PGT projects 2024
Please see two project themes below:
Theme 1: Data-centric AI explainability
Theme 2: AI to support Social Work and Social Care staff for reflective supervision
Theme 1: Data-centric AI explainability
Context. Research around Explainable AI (XAI) is interpreted differently depending on the type of model, data, and applications. In general, however, it has been focused primarily on explaining model inference (see eg LIME, occlusion testing for images), with relatively little relevance given to linking the inference to the data used for training.
This is changing, with recent advances in the area of so-called "Data-Centric AI". For example, concepts underpinning data valuation, such as Influence Functions [WFW+20] and more recently AME (Average Marginal Effects) [LLZ+22] help pinpoint specific data points in the training set, which are most responsible for a given inference. Other, relatively older concepts like Explanation Tables [EF+18] have also been "resurrected" with the aim to provide data-centric explanations.
References
[WFW+20] Wu, Weiyuan, Lampros Flokas, Eugene Wu, and Jiannan Wang. ‘Complaint-Driven Training Data Debugging for Query 2.0’. In Proceedings of the 2020 ACM SIGMOD International Conference on Management of Data, 1317–34, 2020. https://dl.acm.org/doi/abs/10.1145/3318464.3389696.
[LLZ+22] Lin, Jinkun, Anqi Zhang, Mathias Lécuyer, Jinyang Li, Aurojit Panda, and Siddhartha Sen. ‘Measuring the Effect of Training Data on Deep Learning Predictions via Randomized Experiments’. In Proceedings of the 39th International Conference on Machine Learning, 13468–504. PMLR, 2022. https://proceedings.mlr.press/v162/lin22h.html.
[EF+18] El Gebaly, Kareem, Guoyao Feng, Lukasz Golab, Flip Korn, and Divesh Srivastava. ‘Explanation Tables’. Sat 5 (2018): 14.
Starting point:
We have been developing a tool for capturing the derivations of data through python/Pandas scripts: https://github.com/Lucass97/data_provenance_for_data_science.

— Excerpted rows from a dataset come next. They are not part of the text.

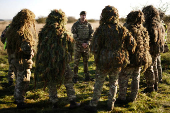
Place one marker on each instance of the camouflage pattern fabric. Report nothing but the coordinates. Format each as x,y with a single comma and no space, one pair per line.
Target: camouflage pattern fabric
151,73
124,76
109,45
52,86
53,55
159,67
156,32
82,33
113,82
20,50
140,57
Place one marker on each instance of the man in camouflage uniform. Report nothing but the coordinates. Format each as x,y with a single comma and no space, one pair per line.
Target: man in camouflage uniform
53,57
141,56
82,33
109,45
20,44
10,71
157,34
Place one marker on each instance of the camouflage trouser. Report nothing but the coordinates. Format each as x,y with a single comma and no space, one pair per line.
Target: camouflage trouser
10,70
159,67
23,74
124,76
151,73
113,82
77,56
68,84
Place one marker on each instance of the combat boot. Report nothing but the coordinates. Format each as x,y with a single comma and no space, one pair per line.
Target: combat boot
91,108
21,105
75,79
148,90
55,106
74,104
156,87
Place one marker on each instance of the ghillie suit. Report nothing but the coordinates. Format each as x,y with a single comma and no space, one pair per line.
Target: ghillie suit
82,33
157,33
20,51
53,55
110,46
141,56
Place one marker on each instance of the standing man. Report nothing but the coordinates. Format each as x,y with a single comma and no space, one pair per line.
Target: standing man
82,34
10,71
53,57
110,46
157,34
141,56
20,43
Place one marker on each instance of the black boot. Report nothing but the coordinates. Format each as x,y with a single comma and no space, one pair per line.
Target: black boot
148,90
21,105
156,87
75,79
74,104
55,106
91,108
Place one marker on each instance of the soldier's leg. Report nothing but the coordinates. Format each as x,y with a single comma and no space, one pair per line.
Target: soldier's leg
69,84
100,78
135,83
159,67
69,88
77,57
22,82
113,82
85,62
155,72
123,83
150,79
53,93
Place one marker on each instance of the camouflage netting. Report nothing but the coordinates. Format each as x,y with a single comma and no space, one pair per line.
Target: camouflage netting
134,24
153,25
19,31
111,41
54,46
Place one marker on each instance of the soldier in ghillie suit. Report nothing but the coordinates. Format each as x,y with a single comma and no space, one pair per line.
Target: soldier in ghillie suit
141,56
20,44
110,46
82,34
53,56
157,33
159,66
10,71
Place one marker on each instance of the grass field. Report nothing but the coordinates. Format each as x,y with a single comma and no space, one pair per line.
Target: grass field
37,98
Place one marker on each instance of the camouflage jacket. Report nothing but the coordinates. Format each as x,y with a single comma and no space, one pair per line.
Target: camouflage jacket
82,32
110,46
3,38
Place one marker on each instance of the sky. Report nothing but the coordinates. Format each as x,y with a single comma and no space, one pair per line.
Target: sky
41,8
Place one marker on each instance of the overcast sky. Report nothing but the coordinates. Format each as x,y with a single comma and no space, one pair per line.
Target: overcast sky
9,8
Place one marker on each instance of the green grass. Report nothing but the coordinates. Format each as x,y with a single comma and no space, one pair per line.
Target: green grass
37,99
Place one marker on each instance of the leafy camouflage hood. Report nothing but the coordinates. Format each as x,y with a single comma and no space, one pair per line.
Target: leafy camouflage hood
109,15
54,46
19,31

The tool is described in this recent presentation: https://www.slideshare.net/slideshow/design-and-development-of-a-provenance-capture-platform-for-data-science/268330702
Concrete projects:
Using the above as a starting point, we can develop ideas in a number of interesting directions. Please see here for a recent talk that provides more background: https://www.slideshare.net/slideshow/explainable-data-centric-ai-what-are-you-explaininhg-and-to-whom/268463441
LLMs exploiting the derivation graphs to provide suggestions on pipeline and data repairs. This project will look at using RAG (Retrieval Augmented Generation), specifically to incorporate results from Neo4J queries (Cypher) into narratives that suggest interventions on data and on pipelines
Graph analysis of provenance graphs. The derivation graph is natively stored in a Neo4J graph DB. The project will experiment with graph analysis algorithms on these derivations, using the Neo4J Graph Data Science library
"Why+" explanations: augmenting data derivations to describe the behaviour of complex data processing algorithms, for example training set optimisation, incremental data cleaning, etc. please see this presentation paper: https://www.dropbox.com/scl/fi/yfpzxtsbrtj9oppc52ymk/DCAI_position_SEBD_24_CR.pdf
I am open to discussing other related ideas for alternative projects.
Theme 2: AI to support Social Work and Social Care staff for reflective supervision.
Background. Social work organisations have a duty of care to their employees and the citizens they support. Providing high quality supervision can help organisations to meet this duty, by ensuring that their staff are skilled, knowledgeable, clear about their job roles, and offered practical assistance from a supervisor in the form of job-related advice and emotional support. Reflective supervision is widely accepted, by professionals and academics alike, as being a necessary component of safe social work practice and efforts which seek to support organisations to provide reflective supervision to the workforce are of central importance to the profession. However, in reality it can be difficult for supervision to provide a sufficiently reflective space to support social workers to develop their practice.
Project. The project aims to develop a proof-of-concept AI tool to support reflective supervision in social work and social care practice. This will most likely be based on LLM technology, thus the project will have to identify (1) a set of target tasks that are appropriate for the context, (2) a model architecture that can be trained / tuned for the tasks, and (3) suitable input datasets for pre-training and/or fine-tuning, drawing primarily from large corpora of publications in the social work scholarly space (Open Access). The project hopes to reach a stage where meaningful chatbot style interactions can be generated, from which we can derive a qualitative assessment of the model's suitability for the target tasks.